Philippe Poutou a introduit la réunion en insistant sur la dynamique de la campagne : avec 12% dans les sondages, la liste Bordeaux en Luttes est annoncée au second tour, devant la liste du candidat LREM. Cette poussée de la liste anticapitaliste pourrait apparaître contradictoire dans une ville réputée de droite et bourgeoise. Mais, comme le souligne avec humour Philippe Poutou, une ville entièrement bourgeoise ne pourrait pas exister « car ils n’auraient personne pour travailler à leur service ». C’est la voix des travailleurs et des classes populaires que souhaite faire entendre cette liste, « la colère sociale » et « la révolte contre le capitalisme ». La lutte des classes, conclut le militant du NPA, ce n’est pas seulement dans les usines, mais aussi dans la ville et les élections, qui l’opposent précisément à trois principaux candidats qui représentent tous à leur manière la bourgeoisie bordelaise.

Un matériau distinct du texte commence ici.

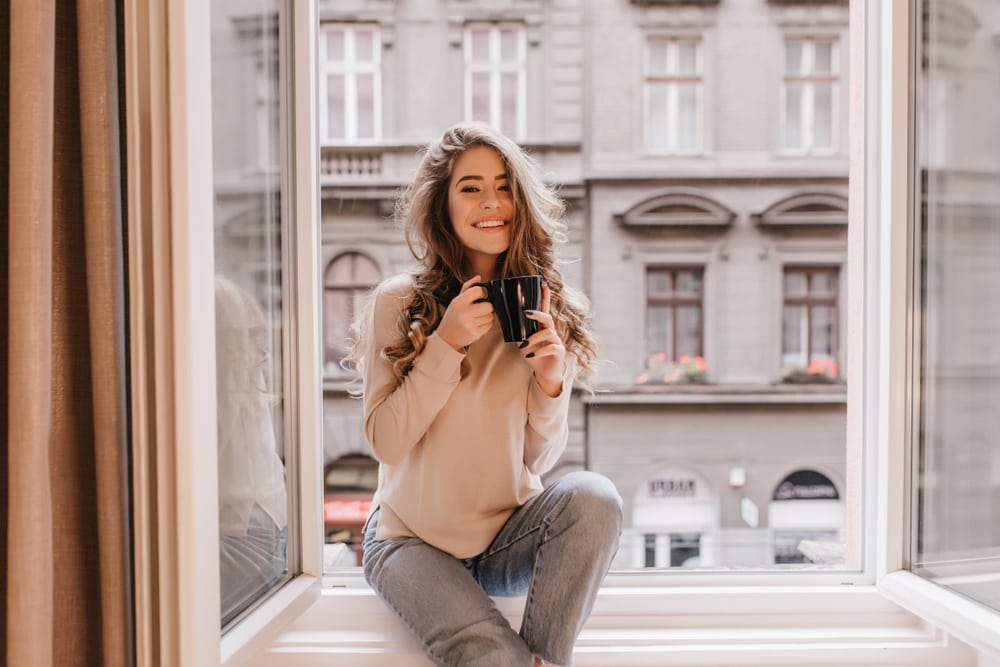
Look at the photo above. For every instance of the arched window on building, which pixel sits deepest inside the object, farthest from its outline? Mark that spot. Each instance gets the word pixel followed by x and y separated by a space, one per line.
pixel 807 517
pixel 347 279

Elisa, étudiante, est ensuite intervenue pour présenter le programme de la liste sur les thématiques de l’écologie et des discriminations. « L’écologie ne peut pas se limiter à des petits gestes » lance-t-elle d’emblée, refusant un discours qui cherche à faire payer la crise aux plus pauvres et cache la responsabilité des grands groupes capitalistes. Ce sont bien « les industries et les grands patrons qui ont la main mise sur la production et l’ensemble des travailleurs qui sont obligés de participer à tout cela ». Elle propose alors la gratuité des transports en commun, pour mettre fin au racket qui pèse sur les plus précaires, l’interdiction des pesticides qui polluent l’air de la ville et la fin de l’accostage des paquebots de croisière luxueux qui polluent et exploitent les gens qui y travaillent. Celle-ci est également revenue sur la question de la discrimination, en dénonçant la politique de « pink-washing » de la municipalité, qui organise des journées de sensibilisation qui cachent sa politique de répression envers le mouvement féministe et LGBT dans les manifestations.

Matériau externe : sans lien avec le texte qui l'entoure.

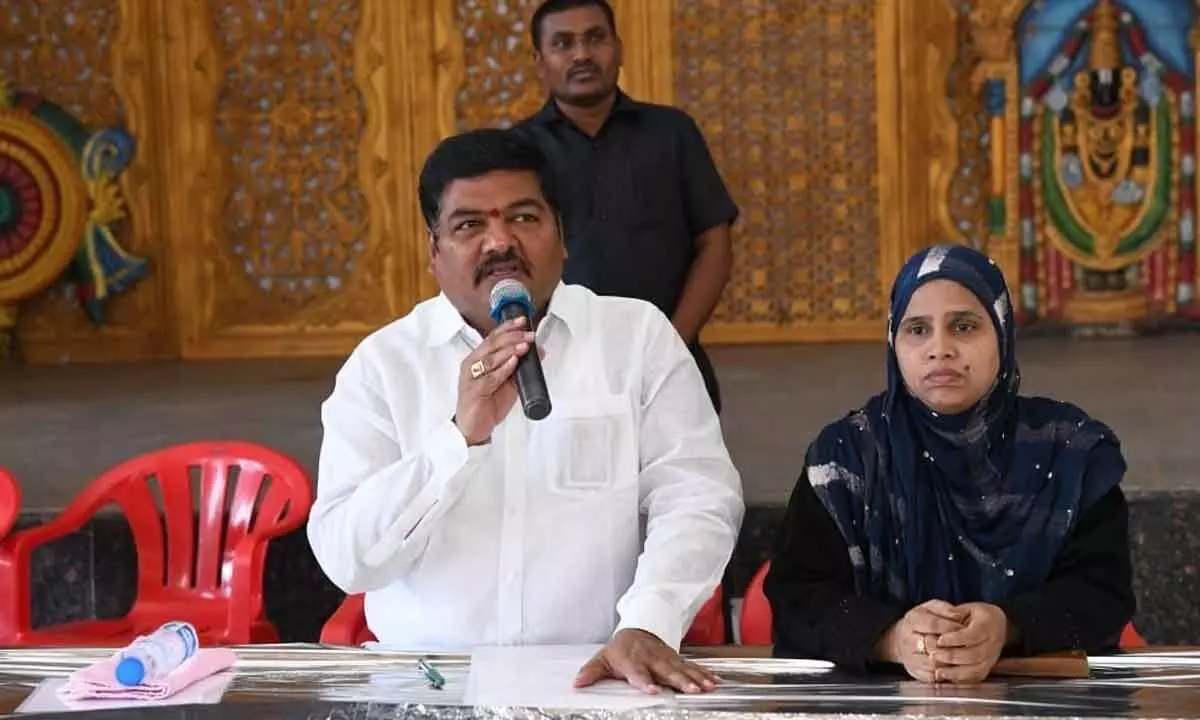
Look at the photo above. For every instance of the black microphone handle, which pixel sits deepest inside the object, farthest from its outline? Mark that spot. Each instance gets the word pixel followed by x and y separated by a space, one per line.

Enfin, Petra, étudiante de 19 ans, membre du NPA et de Révolution Permanente, est intervenue sur la question de la jeunesse. « Notre préoccupation, ce n’est pas de faire des promesses en l’air, mais de se faire les porte-voix de la colère et des souffrances que vivent la population », en particulier sur la question de la précarité étudiante. Alors que de nombreux jeunes ne parviennent pas à se loger, la liste propose la réquisition des 22.000 logements vides sur la métropole, qui démontrent que l’on pourrait loger tout le monde si l’on s’attaque aux grands spéculateurs fonciers. La jeune militante a également abordé la question de l’université et de l’ensemble des contre-réformes qui cherchent à la mettre toujours plus au service des capitalistes, en citant les représentants des grandes entreprises qui siègent dans les conseils des universités bordelaises. « Au niveau de Bordeaux en Luttes, on a été aux côtés des Gilets, dans la bataille contre la réforme des retraites et on veut porter la perspective de militer et de combattre pour notre avenir » lance la jeune militante, racontant l’expérience de l’occupation de la fac de Bordeaux Victoire au mois de décembre dernier, qui est devenue un QG d’organisation de la lutte contre la réforme des retraites.

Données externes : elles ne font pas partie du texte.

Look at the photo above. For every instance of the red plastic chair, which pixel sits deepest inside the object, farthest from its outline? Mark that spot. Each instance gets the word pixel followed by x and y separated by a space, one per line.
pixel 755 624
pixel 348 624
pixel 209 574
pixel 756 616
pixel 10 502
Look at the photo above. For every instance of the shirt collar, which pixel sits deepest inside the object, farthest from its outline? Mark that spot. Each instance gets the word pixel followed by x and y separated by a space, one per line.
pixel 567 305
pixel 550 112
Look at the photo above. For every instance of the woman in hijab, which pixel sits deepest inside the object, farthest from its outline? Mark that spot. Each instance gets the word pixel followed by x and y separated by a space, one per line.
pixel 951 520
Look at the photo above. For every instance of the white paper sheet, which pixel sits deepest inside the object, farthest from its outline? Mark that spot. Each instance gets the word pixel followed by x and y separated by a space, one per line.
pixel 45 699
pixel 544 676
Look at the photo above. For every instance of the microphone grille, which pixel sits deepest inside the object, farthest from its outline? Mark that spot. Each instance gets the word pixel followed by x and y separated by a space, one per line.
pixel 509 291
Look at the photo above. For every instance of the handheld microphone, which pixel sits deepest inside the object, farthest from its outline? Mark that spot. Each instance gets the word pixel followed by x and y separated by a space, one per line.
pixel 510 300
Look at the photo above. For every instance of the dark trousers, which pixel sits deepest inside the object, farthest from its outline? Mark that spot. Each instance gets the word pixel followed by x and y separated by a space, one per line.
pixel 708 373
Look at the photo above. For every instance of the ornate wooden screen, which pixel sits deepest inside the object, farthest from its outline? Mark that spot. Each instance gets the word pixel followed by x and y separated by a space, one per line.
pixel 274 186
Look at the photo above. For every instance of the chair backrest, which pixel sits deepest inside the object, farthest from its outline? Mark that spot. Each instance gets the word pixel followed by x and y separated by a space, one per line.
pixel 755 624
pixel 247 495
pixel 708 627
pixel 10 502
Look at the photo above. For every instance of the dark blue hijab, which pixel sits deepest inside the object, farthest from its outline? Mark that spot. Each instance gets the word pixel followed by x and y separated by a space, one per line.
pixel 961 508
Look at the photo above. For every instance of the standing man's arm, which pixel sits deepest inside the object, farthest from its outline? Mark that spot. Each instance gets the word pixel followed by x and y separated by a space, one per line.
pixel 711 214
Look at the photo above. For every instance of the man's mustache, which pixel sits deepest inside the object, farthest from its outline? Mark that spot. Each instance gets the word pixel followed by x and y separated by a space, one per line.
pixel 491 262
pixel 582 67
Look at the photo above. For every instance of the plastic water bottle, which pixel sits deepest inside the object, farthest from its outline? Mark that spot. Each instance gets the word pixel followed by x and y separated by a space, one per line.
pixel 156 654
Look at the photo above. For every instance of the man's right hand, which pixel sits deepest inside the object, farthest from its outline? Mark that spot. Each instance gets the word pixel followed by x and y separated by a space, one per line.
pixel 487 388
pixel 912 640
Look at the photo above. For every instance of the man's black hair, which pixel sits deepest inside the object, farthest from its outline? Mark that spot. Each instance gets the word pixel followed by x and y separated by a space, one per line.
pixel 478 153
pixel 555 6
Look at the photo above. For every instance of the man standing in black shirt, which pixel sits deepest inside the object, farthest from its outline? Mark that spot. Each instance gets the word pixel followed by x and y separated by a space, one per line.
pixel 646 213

Les prises de parole ont été suivies d’une séance de discussion et de questions qui ont permis d’aborder différents points du programme. Au cœur des interrogations de cette jeunesse qui veut voter Poutou, la question de l’alliance avec la liste du candidat EELV, Hurmic, et la pertinence de se présenter aux élections quand on est contre le système capitaliste. Philippe Poutou a conclu sur l’impossibilité de faire alliance avec une « gauche » qui a participé à la cogestion de la métropole avec la droite. L’ancien candidat aux présidentielles a rappelé la logique de la liste Bordeaux en Luttes, qui ne fait pas juste de fausses promesses, mais appelle à construire un rapport de forces par la lutte, sans lequel on ne pourra proposer de perspectives crédibles pour ce programme qui rompt avec le cadre des institutions existantes.